Many people have criticized the Bush administration for dragging its feet (I don't know if that is possible, though, considering his administration barely had any legs left to begin with) in terms of the relief efforts for Hurricane Katrina. Some critics have even called upon Bush and the rest of his cabinet to go down to New Orleans and try drinking some of the water all of the deprived people down there have had to survive on for days in order to get just a small idea of how horrible the conditions are. Bush has yet to do so, but in his defense, I have a feeling he was banned from drinking in New Orleans during his party days.
In a related story, USA Today recently ran a story called "GOP steps up to tee regularly," which stated that a new survey in Golf Digest found that, among Washington's political elite, "Republicans are more likely to play golf than Democrats." I believe the alternative headline for this article was something along the lines of "Most Obvious Results from a Survey Ever."

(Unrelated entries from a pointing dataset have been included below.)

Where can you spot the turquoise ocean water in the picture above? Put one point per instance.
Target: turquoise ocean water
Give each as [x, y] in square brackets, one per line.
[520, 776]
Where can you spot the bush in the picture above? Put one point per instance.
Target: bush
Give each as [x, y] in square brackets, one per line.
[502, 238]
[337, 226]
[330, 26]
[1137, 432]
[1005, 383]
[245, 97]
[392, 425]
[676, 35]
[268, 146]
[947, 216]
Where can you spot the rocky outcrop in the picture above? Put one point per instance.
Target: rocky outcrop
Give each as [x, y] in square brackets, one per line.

Governor Arnold Schwarzenegger (R-CA) has declared that he will veto a bill that would have made California the first state to legalize same-sex marriage through its lawmakers. Hey, I guess they don't call him the Terminator for nothing. Seriously, I haven't seen Republicans this afraid of a bill since President Clinton.

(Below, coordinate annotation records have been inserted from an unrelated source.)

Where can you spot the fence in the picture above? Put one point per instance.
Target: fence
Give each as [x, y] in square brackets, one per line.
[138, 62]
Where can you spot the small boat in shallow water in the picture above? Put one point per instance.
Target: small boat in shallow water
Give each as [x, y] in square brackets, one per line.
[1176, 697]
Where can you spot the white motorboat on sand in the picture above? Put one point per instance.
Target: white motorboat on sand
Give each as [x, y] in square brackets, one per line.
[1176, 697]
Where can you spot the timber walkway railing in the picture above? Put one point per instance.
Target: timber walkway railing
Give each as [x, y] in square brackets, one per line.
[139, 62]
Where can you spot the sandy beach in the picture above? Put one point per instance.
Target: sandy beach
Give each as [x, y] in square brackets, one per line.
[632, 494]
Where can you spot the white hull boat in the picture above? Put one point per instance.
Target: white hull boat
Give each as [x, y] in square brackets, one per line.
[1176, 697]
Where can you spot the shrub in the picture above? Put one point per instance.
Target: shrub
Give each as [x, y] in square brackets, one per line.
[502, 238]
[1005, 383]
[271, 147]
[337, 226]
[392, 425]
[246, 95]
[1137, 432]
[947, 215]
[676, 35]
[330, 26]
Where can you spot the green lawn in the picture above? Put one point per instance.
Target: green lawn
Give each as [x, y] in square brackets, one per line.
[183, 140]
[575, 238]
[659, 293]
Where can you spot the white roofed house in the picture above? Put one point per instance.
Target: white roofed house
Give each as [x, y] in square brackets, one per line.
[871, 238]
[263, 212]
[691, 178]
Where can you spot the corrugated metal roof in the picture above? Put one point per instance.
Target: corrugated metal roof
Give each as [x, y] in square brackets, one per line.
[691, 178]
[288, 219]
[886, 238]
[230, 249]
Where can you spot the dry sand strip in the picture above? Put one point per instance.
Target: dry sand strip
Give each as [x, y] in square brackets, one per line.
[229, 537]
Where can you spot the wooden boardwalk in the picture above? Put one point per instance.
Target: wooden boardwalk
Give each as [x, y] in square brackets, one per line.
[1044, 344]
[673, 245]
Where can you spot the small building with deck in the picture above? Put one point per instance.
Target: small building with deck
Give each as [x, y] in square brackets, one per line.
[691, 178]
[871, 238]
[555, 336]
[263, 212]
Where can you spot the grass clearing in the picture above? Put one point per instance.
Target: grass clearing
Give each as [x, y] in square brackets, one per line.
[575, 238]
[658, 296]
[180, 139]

With the passing of Chief Justice William Rehnquist, President Bush will now receive a unique opportunity to appoint at least two Justices to the Supreme Court during his tenure. John Roberts has been nominated to become the next Chief Justice, while it has been stated that the second vacancy will not be immediately filled. That is not a problem for us Democrats, though, since we already have all the criticisms written out for whoever it is. All we need to do is fill in the blank with his or her name. See, I can criticize my own party, too.
How about we lighten up this article a little bit, take a break from politics, and talk sports for a second? If you're like me, you can't wait for the NFL season to start up for another year. Furthermore, if you're like me, you have put off writing this article for too long and have run out of material, so you're resorting to talking about sports to take up space. But that's beside the point.
One NFL game I am particularly interested in watching is the Monday Night Football match-up between the Dallas Cowboys and Washington Redskins…but not for any reasons related to football. Does anyone else get the impression from this game that NFL Commissioner Paul Tagliabue simply wants to recreate some fantasy game he used to play at recess when he was five years old?
Furthermore, I would assume that I am not alone when I say that I find the use of the word "Redskin" as a nickname for a team just a little distasteful. I mean, seriously, what's next? The Micks winning the AFC East? Don't worry Boston baseball fans: I do not find the name "Red Sox" to be offensive. That's just for Yankee fans.
Okay, well that about does it for me this week. One more thing before I go, though. Even though this article is a joke, the annihilation caused by Hurricane Katrina certainly is not. If you can help with the relief efforts in any way, please try and do so immediately.